The 2019 Group 10 Rugby League season was the 73rd season of the premier rugby league competition in the Central West area of New South Wales. It was run under the auspices of the Country Rugby League. It was the seventh consecutive season to feature nine teams, after the re-admittance of the Blayney Bears in 2013.

Bathurst Panthers entered the season as defending champions, after defeating Cowra Magpies 12–10 in the 2018 Premier League decider.

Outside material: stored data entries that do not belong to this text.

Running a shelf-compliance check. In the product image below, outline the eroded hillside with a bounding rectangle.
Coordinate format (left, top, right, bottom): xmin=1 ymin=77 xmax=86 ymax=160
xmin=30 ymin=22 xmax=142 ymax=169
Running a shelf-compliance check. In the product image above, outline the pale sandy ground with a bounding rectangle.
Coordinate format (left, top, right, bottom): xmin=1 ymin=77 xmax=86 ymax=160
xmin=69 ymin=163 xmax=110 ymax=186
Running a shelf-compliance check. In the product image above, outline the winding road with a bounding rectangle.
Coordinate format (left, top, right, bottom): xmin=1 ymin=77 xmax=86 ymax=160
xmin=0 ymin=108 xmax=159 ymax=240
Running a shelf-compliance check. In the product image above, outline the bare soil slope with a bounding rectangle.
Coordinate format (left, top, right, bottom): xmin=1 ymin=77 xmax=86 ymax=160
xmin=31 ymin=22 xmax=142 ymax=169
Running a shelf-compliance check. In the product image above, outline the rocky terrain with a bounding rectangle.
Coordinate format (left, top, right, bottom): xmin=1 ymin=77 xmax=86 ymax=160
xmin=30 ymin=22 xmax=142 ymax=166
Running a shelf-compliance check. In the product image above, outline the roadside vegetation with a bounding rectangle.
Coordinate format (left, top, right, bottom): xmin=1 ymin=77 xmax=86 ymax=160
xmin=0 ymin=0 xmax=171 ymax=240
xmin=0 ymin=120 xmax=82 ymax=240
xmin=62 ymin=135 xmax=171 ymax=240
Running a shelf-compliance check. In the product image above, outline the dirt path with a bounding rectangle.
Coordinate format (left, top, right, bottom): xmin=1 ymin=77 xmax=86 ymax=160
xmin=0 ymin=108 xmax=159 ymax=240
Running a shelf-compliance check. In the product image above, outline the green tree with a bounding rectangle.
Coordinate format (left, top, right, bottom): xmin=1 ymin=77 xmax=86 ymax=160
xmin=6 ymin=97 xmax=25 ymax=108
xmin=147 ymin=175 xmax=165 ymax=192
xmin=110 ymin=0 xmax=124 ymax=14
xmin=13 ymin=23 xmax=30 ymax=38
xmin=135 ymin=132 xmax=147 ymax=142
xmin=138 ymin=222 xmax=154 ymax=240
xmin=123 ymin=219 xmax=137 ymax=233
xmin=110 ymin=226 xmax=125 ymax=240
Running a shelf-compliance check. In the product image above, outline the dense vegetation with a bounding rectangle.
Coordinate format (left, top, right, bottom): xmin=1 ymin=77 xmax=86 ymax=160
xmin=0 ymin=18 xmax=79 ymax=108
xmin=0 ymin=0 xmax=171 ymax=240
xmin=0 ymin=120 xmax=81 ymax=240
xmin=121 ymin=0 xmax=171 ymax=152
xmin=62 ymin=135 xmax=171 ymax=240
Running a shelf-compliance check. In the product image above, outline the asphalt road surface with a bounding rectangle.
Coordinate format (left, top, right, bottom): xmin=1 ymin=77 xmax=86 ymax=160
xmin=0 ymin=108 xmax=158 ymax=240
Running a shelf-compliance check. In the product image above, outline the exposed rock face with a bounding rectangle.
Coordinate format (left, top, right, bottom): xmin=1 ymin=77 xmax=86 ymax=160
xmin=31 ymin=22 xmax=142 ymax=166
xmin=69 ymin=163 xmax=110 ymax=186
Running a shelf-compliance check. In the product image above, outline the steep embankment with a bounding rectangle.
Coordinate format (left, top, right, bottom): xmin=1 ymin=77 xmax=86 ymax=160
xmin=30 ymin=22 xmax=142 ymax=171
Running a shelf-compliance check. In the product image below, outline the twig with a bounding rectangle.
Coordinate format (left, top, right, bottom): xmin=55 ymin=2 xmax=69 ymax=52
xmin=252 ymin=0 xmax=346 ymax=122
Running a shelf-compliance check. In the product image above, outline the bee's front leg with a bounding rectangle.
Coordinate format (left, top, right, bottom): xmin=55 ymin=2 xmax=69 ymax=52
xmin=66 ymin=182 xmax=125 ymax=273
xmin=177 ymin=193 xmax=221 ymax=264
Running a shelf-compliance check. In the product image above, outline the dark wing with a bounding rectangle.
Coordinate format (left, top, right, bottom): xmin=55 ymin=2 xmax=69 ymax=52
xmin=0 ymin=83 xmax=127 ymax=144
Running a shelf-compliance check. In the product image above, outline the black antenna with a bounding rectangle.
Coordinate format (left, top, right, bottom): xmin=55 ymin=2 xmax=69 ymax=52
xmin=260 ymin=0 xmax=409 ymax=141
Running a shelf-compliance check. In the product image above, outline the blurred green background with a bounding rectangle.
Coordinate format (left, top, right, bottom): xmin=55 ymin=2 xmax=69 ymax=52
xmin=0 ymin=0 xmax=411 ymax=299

Panthers five-eighth and goal kicker Willie Wright kicked a match-winning conversion with four minutes remaining in the decider played at Cowra's Sid Kallas Oval, sealing Panthers first Premier League title since 2007.

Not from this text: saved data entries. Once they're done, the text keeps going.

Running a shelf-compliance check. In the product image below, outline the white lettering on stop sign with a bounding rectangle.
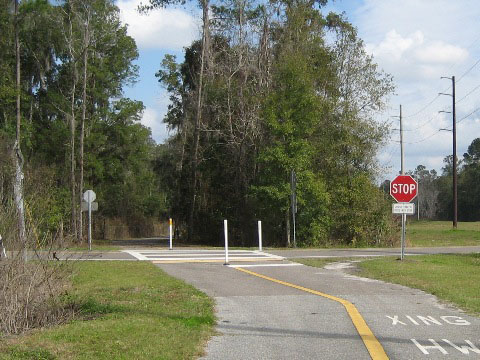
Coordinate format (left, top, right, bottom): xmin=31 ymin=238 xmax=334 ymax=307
xmin=390 ymin=175 xmax=418 ymax=202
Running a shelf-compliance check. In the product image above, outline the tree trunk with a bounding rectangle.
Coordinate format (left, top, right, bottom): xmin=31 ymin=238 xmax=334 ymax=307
xmin=78 ymin=19 xmax=90 ymax=242
xmin=188 ymin=0 xmax=209 ymax=242
xmin=68 ymin=5 xmax=78 ymax=238
xmin=13 ymin=0 xmax=27 ymax=261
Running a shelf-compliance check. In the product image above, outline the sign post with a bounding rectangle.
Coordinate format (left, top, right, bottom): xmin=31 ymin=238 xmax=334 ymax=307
xmin=390 ymin=175 xmax=418 ymax=260
xmin=223 ymin=220 xmax=228 ymax=265
xmin=258 ymin=220 xmax=263 ymax=251
xmin=168 ymin=218 xmax=173 ymax=250
xmin=83 ymin=190 xmax=97 ymax=251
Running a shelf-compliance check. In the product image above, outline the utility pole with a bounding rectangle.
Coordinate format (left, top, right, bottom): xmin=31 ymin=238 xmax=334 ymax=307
xmin=439 ymin=76 xmax=458 ymax=229
xmin=290 ymin=170 xmax=297 ymax=248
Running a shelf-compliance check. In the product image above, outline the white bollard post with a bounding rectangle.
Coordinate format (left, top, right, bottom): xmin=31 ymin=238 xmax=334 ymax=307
xmin=88 ymin=201 xmax=92 ymax=251
xmin=168 ymin=218 xmax=173 ymax=250
xmin=223 ymin=220 xmax=228 ymax=265
xmin=258 ymin=220 xmax=263 ymax=251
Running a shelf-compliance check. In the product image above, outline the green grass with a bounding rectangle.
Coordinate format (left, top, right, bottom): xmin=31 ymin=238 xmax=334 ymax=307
xmin=0 ymin=261 xmax=215 ymax=359
xmin=407 ymin=221 xmax=480 ymax=247
xmin=359 ymin=254 xmax=480 ymax=314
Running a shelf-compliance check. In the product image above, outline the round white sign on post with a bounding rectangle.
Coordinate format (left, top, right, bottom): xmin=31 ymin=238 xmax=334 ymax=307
xmin=83 ymin=190 xmax=97 ymax=203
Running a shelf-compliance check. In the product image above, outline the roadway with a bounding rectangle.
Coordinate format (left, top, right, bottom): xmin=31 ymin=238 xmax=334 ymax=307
xmin=52 ymin=246 xmax=480 ymax=360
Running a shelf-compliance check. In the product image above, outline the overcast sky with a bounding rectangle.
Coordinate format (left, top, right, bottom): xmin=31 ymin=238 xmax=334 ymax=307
xmin=117 ymin=0 xmax=480 ymax=179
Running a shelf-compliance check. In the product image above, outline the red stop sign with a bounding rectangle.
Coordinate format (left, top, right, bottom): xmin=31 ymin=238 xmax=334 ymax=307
xmin=390 ymin=175 xmax=418 ymax=202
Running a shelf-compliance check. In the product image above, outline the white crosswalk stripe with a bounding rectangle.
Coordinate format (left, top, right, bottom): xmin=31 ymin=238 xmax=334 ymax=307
xmin=122 ymin=249 xmax=284 ymax=264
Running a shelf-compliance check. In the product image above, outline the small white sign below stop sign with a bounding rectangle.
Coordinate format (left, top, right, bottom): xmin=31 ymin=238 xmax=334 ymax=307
xmin=390 ymin=175 xmax=418 ymax=202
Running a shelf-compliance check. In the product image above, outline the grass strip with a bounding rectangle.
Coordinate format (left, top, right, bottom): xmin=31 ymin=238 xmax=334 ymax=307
xmin=0 ymin=261 xmax=215 ymax=360
xmin=295 ymin=254 xmax=480 ymax=314
xmin=407 ymin=221 xmax=480 ymax=247
xmin=358 ymin=254 xmax=480 ymax=314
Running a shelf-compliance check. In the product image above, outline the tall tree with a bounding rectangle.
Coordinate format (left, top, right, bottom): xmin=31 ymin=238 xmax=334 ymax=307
xmin=13 ymin=0 xmax=27 ymax=252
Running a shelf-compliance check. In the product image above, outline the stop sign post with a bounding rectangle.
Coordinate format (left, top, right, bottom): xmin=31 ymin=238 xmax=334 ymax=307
xmin=390 ymin=174 xmax=418 ymax=260
xmin=390 ymin=175 xmax=418 ymax=202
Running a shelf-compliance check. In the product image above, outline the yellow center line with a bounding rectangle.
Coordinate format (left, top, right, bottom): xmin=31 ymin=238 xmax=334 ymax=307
xmin=235 ymin=267 xmax=388 ymax=360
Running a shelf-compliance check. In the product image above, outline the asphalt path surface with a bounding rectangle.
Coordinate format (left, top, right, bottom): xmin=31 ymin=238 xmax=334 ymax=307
xmin=52 ymin=247 xmax=480 ymax=359
xmin=151 ymin=247 xmax=480 ymax=359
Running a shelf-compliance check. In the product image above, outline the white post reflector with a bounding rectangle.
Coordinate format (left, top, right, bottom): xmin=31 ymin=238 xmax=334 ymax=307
xmin=168 ymin=218 xmax=173 ymax=250
xmin=258 ymin=220 xmax=263 ymax=251
xmin=223 ymin=220 xmax=228 ymax=265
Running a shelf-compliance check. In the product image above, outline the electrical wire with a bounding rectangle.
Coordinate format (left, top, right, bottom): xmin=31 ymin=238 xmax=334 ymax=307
xmin=455 ymin=59 xmax=480 ymax=84
xmin=455 ymin=107 xmax=480 ymax=124
xmin=455 ymin=84 xmax=480 ymax=104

Panthers would defend its title with a 9–8 win over Mudgee Dragons in the grand final at Carrington Park that went to extra-time.

==Off-season signings==

| Team | In | Out |
|---|---|---|
| Bathurst Panthers | Kevin Murray (Moore Park), Max Gay (Yanco-Wamoon), Louis Murphy (Walgett) | Jye Barrow (Molong), Kade Barrow (Molong), Blake Hewitt (Young) |
| Bathurst St Patrick's | Luke Branighan (Oberon), Mickey Hawkings (Oberon), Traie Merritt (Forbes) | Josh Howarth (Lithgow), Sam Dwyer (Parkes), Brandon Tago (Parkes) |
| Blayney Bears | Steve Lane (Cargo), Leigh Monaghan (St Patrick's), Chris Shepherd (Bathurst Panthers) | Tim Mortimer (Orange CYMS), Mitch Evers (Northern Rivers RRL) |
| Cowra Magpies | Lewis Dwyer (Parkes), Claude Gordon (Dubbo Westside), Logan Harris (Newcastle) |  |
| Lithgow Workmen's Club | Jack Sullivan (West Harbour, rugby union), Josh Howarth (St Patrick's), Tui Oloapu (Oberon) |  |
| Mudgee Dragons | Jack Littlejohn (Salford), Casey Burgess (Lakes United), Grant Moore (Gymea Gorillas), Nick Harvey (Dubbo CYMS), Jayden Brown (Canowindra), Tom Shearman (Lakes United), Austin Burgess (Lakes United), Harry Myers (Milton-Ulladulla), Nick Wilson (Canowindra), Ben Thompson (Gulgong), James Okell (injury) | Nathan O'Brien (retired) |
| Oberon Tigers | Matt Ranse (Blackheath), Richard Peckham (Wellington), Farren Lamb (Forbes) | Luke Branighan (St Patrick's), Mickey Hawkings (St Patrick's), Ben McAlpine (Orange CYMS), Dallas Booth (Portland), Tui Oloapu (Lithgow), Dave Sellers (boxing), Tyler Hughes (Newcastle) |
| Orange CYMS | Ben McAlpine (Oberon), Tim Mortimer (Orange CYMS), Steve Morris, Jake Williams (East Campbelltown), Jarred Tyack (Forbes), Kain Earsman (Canowindra), Joseph Ualesi (Parramatta), Josh Burke (Campbelltown City) | Mick Sullivan (Wingham) |
| Orange Hawks | Jared Brodrick (Corrimal), Alex Prout (Parkes), Matt Boss (Berkeley) | Kyle Robbins (Port City Breakers), Tatafu Naaniumotu (Woodbridge Cup), Sia Nemani (Woodbridge Cup) |

==Premier League season summary==

Eighteen rounds was played between March and August, which concluded with a finals played under the top five McIntyre system. Bathurst Panthers played its round one match against Blayney Bears on March 30 at Carrington Park. The match acted as a curtain raiser to NRL match between the Penrith Panthers and Melbourne Storm later that evening. The remainder of the first round of Group 10 Premier League was played on weekend beginning on April 13.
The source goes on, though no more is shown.